Bisnis.com, JAKARTA — Investasi di sektor ritel modern terancam mandek tanpa pertambahan jumlah gerai yang signifikan seiring berlakunya kewajiban pelaku usaha mewaralabakan usahanya ketika jumlah toko sudah di atas 150 unit.

Kewajiban ini tertuang dalam Pasal 10 Peraturan Menteri Perdagangan No. 23/2021 tentang Pedoman Pengembangan, Penataan, dan Pembinaan Pusat Perbelanjaan dan Toko Swalayan yang mencabut Permendag No. 56/2014 dan Permendag No. 70/2013. Dalam aturan lama, pelaku usaha ritel bisa memilih antara menjalin kemitraan atau mewaralabakan gerai barunya jika sudah berjumlah lebih dari 150 unit.

Ketua Umum Asosiasi Pengusaha Ritel Indonesia (Aprindo) Roy N. Mandey mengatakan mewaralabakan bisnis ritel bukanlah perkara mudah. Dia memberi contoh kesulitan yang dialami peritel format minimarket dalam mencari franchisee.

“Untuk minimarket yang modal untuk waralabanya sekitar Rp450 juta saja pemilik konsep kesulitan mencari franchise. Apalagi dengan format yang lebih besar seperti supermarket atau hypermarket yang modalnya mencapai miliaran rupiah? Siapa yang mau beli?” kata Roy, Kamis (27/5/2021).
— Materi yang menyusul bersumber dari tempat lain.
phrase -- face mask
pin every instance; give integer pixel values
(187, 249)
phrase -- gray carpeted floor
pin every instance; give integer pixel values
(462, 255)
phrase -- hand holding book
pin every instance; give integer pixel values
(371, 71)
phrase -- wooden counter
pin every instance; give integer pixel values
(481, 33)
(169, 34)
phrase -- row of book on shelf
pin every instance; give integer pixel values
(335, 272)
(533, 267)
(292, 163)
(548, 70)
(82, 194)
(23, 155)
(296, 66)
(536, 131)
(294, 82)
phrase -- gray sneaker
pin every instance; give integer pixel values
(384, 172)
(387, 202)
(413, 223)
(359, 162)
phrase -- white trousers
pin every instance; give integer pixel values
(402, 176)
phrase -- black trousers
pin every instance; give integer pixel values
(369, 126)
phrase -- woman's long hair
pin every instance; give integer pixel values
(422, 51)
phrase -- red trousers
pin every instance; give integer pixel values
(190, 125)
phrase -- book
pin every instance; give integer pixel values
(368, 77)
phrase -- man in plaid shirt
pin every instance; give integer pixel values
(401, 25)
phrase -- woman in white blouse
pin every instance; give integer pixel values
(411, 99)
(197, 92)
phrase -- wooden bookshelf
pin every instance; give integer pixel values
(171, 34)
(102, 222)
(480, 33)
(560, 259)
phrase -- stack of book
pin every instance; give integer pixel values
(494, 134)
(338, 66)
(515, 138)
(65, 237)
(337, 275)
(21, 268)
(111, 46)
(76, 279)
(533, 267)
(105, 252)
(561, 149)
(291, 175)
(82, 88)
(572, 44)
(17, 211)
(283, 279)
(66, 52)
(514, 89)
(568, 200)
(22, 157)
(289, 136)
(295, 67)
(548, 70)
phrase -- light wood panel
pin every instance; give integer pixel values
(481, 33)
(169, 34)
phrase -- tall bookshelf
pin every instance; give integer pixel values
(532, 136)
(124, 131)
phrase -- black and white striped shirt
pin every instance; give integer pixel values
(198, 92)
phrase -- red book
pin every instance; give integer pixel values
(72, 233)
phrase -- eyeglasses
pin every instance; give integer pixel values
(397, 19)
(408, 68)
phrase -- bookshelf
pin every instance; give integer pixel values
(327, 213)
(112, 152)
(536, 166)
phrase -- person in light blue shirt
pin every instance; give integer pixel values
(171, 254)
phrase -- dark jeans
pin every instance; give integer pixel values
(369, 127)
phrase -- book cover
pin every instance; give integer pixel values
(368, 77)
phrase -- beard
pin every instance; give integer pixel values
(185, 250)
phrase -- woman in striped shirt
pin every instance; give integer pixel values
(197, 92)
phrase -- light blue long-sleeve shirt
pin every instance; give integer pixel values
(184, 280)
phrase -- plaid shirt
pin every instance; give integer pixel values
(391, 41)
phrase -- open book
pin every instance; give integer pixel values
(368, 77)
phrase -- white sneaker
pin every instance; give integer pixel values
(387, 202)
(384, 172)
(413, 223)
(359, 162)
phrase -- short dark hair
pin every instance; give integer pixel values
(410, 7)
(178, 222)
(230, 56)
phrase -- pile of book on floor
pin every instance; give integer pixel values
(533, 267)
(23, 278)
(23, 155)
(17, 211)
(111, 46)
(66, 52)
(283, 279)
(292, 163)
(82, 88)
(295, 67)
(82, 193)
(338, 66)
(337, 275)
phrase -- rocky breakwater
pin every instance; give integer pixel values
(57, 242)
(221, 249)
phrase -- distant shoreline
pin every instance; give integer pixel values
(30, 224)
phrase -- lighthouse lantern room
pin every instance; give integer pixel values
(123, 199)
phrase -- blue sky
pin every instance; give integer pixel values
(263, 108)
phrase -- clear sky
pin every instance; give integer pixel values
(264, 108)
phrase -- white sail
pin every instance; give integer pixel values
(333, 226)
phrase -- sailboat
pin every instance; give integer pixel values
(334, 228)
Roy mengatakan bisnis waralaba biasanya hanya berkembang untuk usaha dengan modal di kisaran Rp40 sampai Rp50 juta. Dia pun mengatakan model pengembangan ini lebih cocok diterapkan untuk ritel makanan atau restoran alih-alih pada toko ritel modern.

“Dengan bisnis waralaba yang sulit di ritel, bisa dikatakan aturan ini seperti mengunci kami. Kami tidak bisa ekspansi,” lanjutnya.

Roy juga mengkhawatirkan kehadiran regulasi ini bisa membuat investor enggan masuk ke sektor ritel modern. Terlebih, acuan pertumbuhan ritel modern lebih banyak dipengaruhi oleh kehadiran toko-toko baru.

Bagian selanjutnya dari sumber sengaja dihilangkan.